Winston Peters' Perspectives article failed to provide any evidence of a terrorist threat to New Zealand. No one has suggested that the Iraqis he has named are likely to detonate any bombs. None of them came here dishonestly, and there are arguments for and against each of them staying.

The new Iraqi Government is grappling with what to do with former members of Saddam Hussein's regime. Though some are going to be put on trial, most have been re-employed by the new administration. These include diplomats like Zohair Mohammad al-Omar, who is here visiting his son, a New Zealand citizen. We should take a lead from the Iraqi authorities. The fact that al-Omar has a clearance from the new Government in Baghdad counts in his favour but it doesn't necessarily mean he should receive residence, a decision that should be left to the Immigration Service.

Politicians like Peters or myself should not be determining the fate of people like al-Omar. We have political agendas. New Zealand First picks up votes from those afraid of foreigners, while the Greens poll well among those who celebrate ethnic diversity.

It is not surprising that Peters and I differ as to whether al-Omar, or Ahmed Zaoui, should be given a chance to stay here. Clearly, applications to come to New Zealand should not be processed by politicians but by objective specialist bodies.

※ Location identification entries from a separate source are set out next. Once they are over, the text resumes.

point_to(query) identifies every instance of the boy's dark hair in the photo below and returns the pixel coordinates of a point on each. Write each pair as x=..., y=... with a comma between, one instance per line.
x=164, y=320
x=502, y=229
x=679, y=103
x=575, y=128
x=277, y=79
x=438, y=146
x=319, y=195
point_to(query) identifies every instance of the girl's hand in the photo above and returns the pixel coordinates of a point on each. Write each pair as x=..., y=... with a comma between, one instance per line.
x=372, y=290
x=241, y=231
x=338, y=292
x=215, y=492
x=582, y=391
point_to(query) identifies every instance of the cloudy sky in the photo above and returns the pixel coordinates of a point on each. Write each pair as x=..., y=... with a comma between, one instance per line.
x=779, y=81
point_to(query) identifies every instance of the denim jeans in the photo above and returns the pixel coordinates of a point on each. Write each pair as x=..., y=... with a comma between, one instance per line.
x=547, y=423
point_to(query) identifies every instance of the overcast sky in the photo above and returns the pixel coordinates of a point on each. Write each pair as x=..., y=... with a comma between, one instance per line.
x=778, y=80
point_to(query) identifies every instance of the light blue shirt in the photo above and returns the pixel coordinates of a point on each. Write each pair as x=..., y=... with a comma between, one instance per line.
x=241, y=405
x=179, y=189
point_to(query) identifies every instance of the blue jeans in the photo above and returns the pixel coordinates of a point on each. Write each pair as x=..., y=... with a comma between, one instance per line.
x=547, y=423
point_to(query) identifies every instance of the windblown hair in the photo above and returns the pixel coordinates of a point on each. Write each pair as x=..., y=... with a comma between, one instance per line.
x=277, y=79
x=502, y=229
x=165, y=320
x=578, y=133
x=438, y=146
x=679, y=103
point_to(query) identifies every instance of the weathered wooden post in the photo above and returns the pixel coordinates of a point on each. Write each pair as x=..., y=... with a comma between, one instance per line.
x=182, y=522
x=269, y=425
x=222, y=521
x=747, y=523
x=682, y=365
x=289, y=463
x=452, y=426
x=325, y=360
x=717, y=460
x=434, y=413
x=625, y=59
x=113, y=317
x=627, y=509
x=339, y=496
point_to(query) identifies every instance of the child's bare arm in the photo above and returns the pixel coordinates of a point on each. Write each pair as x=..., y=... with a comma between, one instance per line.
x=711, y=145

It is important to make a distinction between visitors and those who apply for residence. It would be counterproductive to subject hundreds of thousands of tourists to thorough immigration-style checks - they would only get upset and take their holidays somewhere else. Tourists are avoiding America in droves because of their overly intrusive checking and delays for visas. International conference organisers are also giving the United States a miss because they cannot guarantee that intending delegates will get their paperwork on time.

Unfortunately this is already a problem in New Zealand. Last year the Quakers hosted an international gathering in Auckland and several delegates did not arrive, or were late, because of long visa delays at our missions in New Delhi and Pretoria.

Now, panicked by Peters, the Government is trawling back through hundreds of thousands of visa approvals from 54 allegedly high-risk countries. Which countries are "high risk"? Sorry, the Government won't tell you. When I asked for the list, I was refused on security grounds.

This type of secrecy is making migrants already here nervous. They don't know whether their communities are being targeted and they are worried that the extra suspicion will foster more racial prejudice.

The Government should be more open about what it is doing. It should also keep calm and not rush to create a new category of "undesirable" visitors. This could be quite dangerous to free speech. A vague category of "undesirable" could be used to exclude people on the basis on their political views, rather than whether they have done anything criminal.

Of course, anyone wanting to stay on here is already subject to more stringent checks than a visitor. People applying for residence or citizenship already have to pass a "good character" test.

There is certainly no need for any precipitate action. New Zealand is a lucky country as regards terrorism or illegal migration. No terrorist has shown an interest in New Zealand and we don't get boat people because the sea journey is too long. Rightly or wrongly, asylum-seekers are finding it very difficult to get on a plane to New Zealand. Immigration Minister Paul Swain told Parliament that asylum-seeker claims at the border had declined from 2627 in 1997-98 to 277 in the year to February.

There is no evidence to support Peters' assertion that other nations are withholding information from us about dangerous migrants. There is no need to panic in the face of his accusations. His claims that New Zealand is a "soft touch" and has a security problem fall over in the light of the facts.

* Green MP Keith Locke is responding to New Zealand First leader Winston Peters who says this country will continue to be regarded as a soft touch by terrorists if the Government does not take security seriously.